Но кот не успел: тень накрыла его, он шарахнулся, чтобы увильнуть от железных когтей и смертельного удара клювом. Цветущий куст ярко-желтого дрока спас Спика — орел ударился крылом о густые, как щетка, стебли, мазнул кота по спине и не достал. Ему нужно было еще раз взлететь, потому что сила орла в падении, на земле он не мог соперничать со Спиком в проворстве. И пока несколькими судорожными взмахами огромных шумных крыльев орел взвился выше человеческого роста, дерзкий кот, не выпуская добычу, устремился к лесу. Он проскочил половину расстояния до ельника и тут, готовясь к нападению, бросился на спину — лапы кверху. Орел свалился, цапнул кота за брюхо, но и перья полетели — Спик хватил его лапой, норовя зацепить когтями узколобую голову противника.
Кровавая схватка продолжалась в трех шагах от Юлия. Он побледнел, но не двинулся. Клубы пыли вперемешку с перьями и клочьями шерсти затянули место отвратительного побоища. А кончилось оно вничью. Спик ударился в бегство, орел пошел на взлет. А добыча — крошечный сверток с ленточкой — осталась среди побитой травы.
Но и тогда Юлий не сделал попытки завладеть беспризорным сокровищем, ожидая, что за законной добычей вернется кто-нибудь из соперников. Однако орел тяжело удалялся вдоль опушки леса, и истерзанный кот исчез напрочь.
Княжич нагнулся. Короткая красная лента была привязана к свертку не толще пальца. А внутри письмо.
«Час освобождения настал!» — гласила первая строка.
Юлий запнулся, припоминая, что значит по-словански «настал». Уже пришел? Подоспел? Стал необходимым? Как это будет на тарабарском? Полузабытая слованская речь воспринималась с усилием. Уже на ходу он перечитал записку еще раз, чтобы вполне уяснить себе суть.

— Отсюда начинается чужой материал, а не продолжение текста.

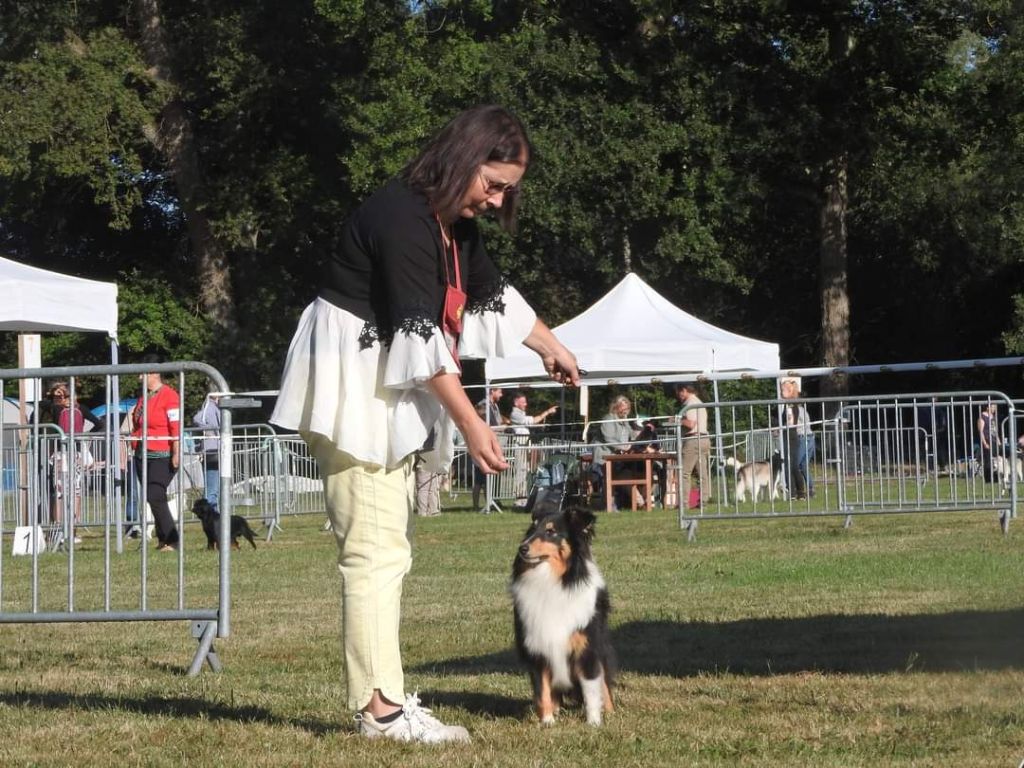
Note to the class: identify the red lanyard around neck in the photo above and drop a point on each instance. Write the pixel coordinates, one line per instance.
(455, 258)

«Час освобождения настал! Преданные вашей милости люди готовы на все, чтобы уберечь наследника слованского престола от неминуемой гибели. Они придут за вами со словами „честь и великий князь“. Храните это сообщение в тайне от вашего тюремщика Новотора Шалы — это соглядатай Милицы, ее послушное орудие. Через него колдунья осведомлена обо всех событиях вашей жизни, государь. Она с удовлетворением наблюдает, в какую бездну сумасбродства погружает вас свихнувшийся старик. Его тарабарщина, государь, — порождение жалкого безумия, и дока со всем очевидной тарабарщиной стал опасен для здравомыслящих людей. Несчастного освободила великая княгиня, ваша мачеха, государь, Милица. Он обязан колдунье и жизнью, и положением, самой возможностью беспрепятственно упражняться в тарабарщине и понуждать к тому наследника престола. Человек зависимый, доведенный до крайности, он вдвойне опасен. Берегитесь! Не теряйте надежды! Ждите!»

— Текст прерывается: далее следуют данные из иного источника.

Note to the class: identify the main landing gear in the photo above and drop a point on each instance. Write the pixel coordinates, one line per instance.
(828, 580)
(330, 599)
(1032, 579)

Спрятав листок, Юлий пустился быстрым шагом по тропе. В предзакатный час он вернулся в острог и, обнаружив доку за книгами, положил перед ним измятый листок. Старик вскинул удивленные глаза… ничего не спросил и углубился в письмо.
— Я прочел, — объявил он через некоторое время. — Иди.
Юлий вышел на крыльцо и стоял, обратив пылающее лицо к закату. Потом сел. Звенели голодные комары. Наконец, он уверился, что учитель не выйдет и объяснений не будет. И хотя вопросы остались, он чувствовал, что мятежное беспокойство мало-помалу отпускает его.
Вернувшись в горницу, юноша нашел учителя у озаренного последним кровавым светом окна. Новотор Шала переписывал набело сделанные в разное время вычисления, которые подвели его к выводу, что в тарабарской вселенной Земля и другие планеты вращаются вокруг солнца. А не солнце с планетами вращается вокруг Земли, как, в согласии с отечественными слованскими звездочетами, полагал когда-то и Юлий. Письмо валялось на столе, небрежно придавленное тетрадью с расчетами и рисунками ученого.
— Сначала я почти поверил, — начал Юлий без предисловий. — Потом меня охватила надежда, что ты одним взмахом сокрушишь и клевету, и сомнения. — Новотор оставил свои записи и слушал. — Потом я пришел к мысли, что обещание свободы чудовищно перемешало правду и ложь, приманки и клевету. Но и тогда мне казалось, что я имею право на разъяснения. Вот. Теперь же я понял — это все вообще не имеет никакого значения.
Новотор долго молчал.
— Бедный мальчик, — сказал он со вздохом, — ты не можешь оставаться здесь вечно.
— Уничтожу письмо, — начал Юлий, — если оно дойдет до Милицы… ведь Спик ее лазутчик.